The writer goes on to say that the thought process of a man is like a collection of boxes. He thinks about something and, when he’s done, he puts it in a little box and then moves on to another box. If he can’t do something about what’s in a particular box, he puts a lid on it and may or may not come back to it at a later date. (Gasp! I know! Right? For this particular overthinking female, it is virtually incomprehensible to think that I might be done thinking about something just because I can’t do anything about it.)
Therein lies the communication problem between males and females.
This is not to suggest that men do not overthink. I’ve listened as they sort through the contents of each box. I’ve also witnessed the shell game they play as they overthink and decide which boxes should have lids.
Anyway, I’ve noticed there is an art to analyzing my plate of spaghetti. You see, in those quiet moments (in the shower) when I’m not answering questions, or looking in the back of the math book for solutions, or barking at someone for putting the lid on the coffee container, thereby leading me to believe that we aren’t out of coffee, when, in fact, there isn’t a gram of coffee left in the house, I rather enjoy discovering the interconnectedness of those strands of spaghetti. Sorting out which thought led to which becomes a game. Sometimes I get Jen to play the game with me. I’ll say, “What made you think of that?” And she’ll say, “Well, when you asked me why I painted my nails these colors, I thought of the Ravenclaw colors and then I thought of reading and then ….” And we’re off and running.

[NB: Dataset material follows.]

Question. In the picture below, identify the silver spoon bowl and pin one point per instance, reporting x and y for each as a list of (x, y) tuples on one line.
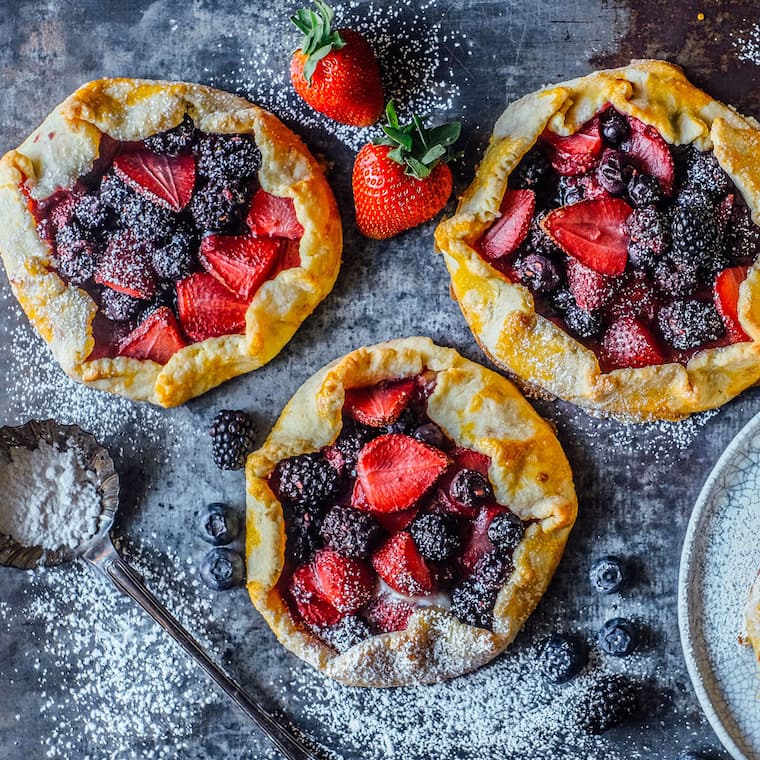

Will is busily putting lids on his compartmentalized boxes during these conversations. He has yet to re-open the Math box.
At any rate, the art is in – after establishing the connection between each strand of spaghetti and being satisfied that everything is, indeed, connected – taking a deep breath and realizing that tomorrow is a new day full of lots more overthinking but that for right now, I can stop overthinking. I can happily let my brain be free of spaghetti and enjoy the delicious quiet of a clean plate.
*After living with a narcissist, how bad can a colonoscopy be?